El vulgar arco, forrado de verde intenso por la hiedra, eternizaba ante mí. Largo tiempo llevaba esperando al aguerrido guerrero, al demente que osara siquiera barajar la posibilidad de adentrarse en sus misterios. La piedra ojival no concebía otra razón, raciocinio alguno que diera sentido a tan inconsciente atrevimiento. Mas no había vuelta atrás, y mi cuerpo penetró dejando atrás la trepadora hedera. La espada de Threfelgar destelló, irradiando su mágica luz sobre el hogar del más célebre guardián.
El minotauro andaba cerca.
El penetrante chirrido del metal rasgando la piedra presagió el fatal desenlace, la confluencia del héroe y la bestia. Y junto a las chispas que sus dos prominentes hachas proferían al surcar los muros mostró su cornamenta en la oscuridad. Rebufó por su hocico de toro, y su voz, grave y trascendental, se escuchó resonando entre lo angosto del pasadizo:
—No puedo dejarte pasar —aseguró entretanto sus dos ojos llameantes alumbraban su temida faz—. Solo un inmortal puede alcanzar el ‘Cáliz de Vida’. Solo alguien que no anhele su poder puede tomarlo. ¿Qué anhelas tú, simple mortal?
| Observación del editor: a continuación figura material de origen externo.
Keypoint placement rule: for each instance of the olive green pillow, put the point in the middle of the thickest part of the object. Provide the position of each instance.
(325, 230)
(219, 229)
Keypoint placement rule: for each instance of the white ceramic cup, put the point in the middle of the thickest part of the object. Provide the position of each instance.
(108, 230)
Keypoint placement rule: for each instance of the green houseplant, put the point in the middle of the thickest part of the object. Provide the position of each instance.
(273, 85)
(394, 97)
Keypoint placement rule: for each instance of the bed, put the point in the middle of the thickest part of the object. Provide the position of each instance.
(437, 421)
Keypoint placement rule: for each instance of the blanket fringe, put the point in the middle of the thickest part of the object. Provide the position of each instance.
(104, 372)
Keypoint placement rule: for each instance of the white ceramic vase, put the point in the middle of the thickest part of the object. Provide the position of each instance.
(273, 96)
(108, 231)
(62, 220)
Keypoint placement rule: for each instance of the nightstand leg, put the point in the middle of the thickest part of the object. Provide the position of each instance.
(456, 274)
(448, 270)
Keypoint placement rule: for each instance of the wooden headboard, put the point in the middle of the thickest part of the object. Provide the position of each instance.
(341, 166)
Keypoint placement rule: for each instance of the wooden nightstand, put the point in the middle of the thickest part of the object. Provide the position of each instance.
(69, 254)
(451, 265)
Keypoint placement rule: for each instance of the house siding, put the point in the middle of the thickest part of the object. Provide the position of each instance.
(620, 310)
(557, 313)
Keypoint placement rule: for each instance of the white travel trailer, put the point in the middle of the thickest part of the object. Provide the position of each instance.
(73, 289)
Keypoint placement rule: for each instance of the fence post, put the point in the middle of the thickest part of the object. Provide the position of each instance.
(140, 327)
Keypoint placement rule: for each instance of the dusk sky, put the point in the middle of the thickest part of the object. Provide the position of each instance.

—Salvar a mi amada de la enfermedad que marchita su alma, Minotauro —contesté alzando mi mágica espada—. Y no cesaré en mi empeño; antes moriré en el intento.
—Es digno propósito —aseguró el que custodiaba el laberinto inclinando la cabeza en reverencia—. Mas no estoy aquí para juzgar; sino para cumplir el mío.
El minotauro alzó sus dos imponentes hachas al tiempo que yo le mostraba la punta de mi acero.
Threfelgar me iluminó tornándome un haz de luz.
—Entonces —proferí a sabiendas que no podía vencer, derramando una lágrima por ese amor que no obtendría salvación—, nada más nos queda la lucha.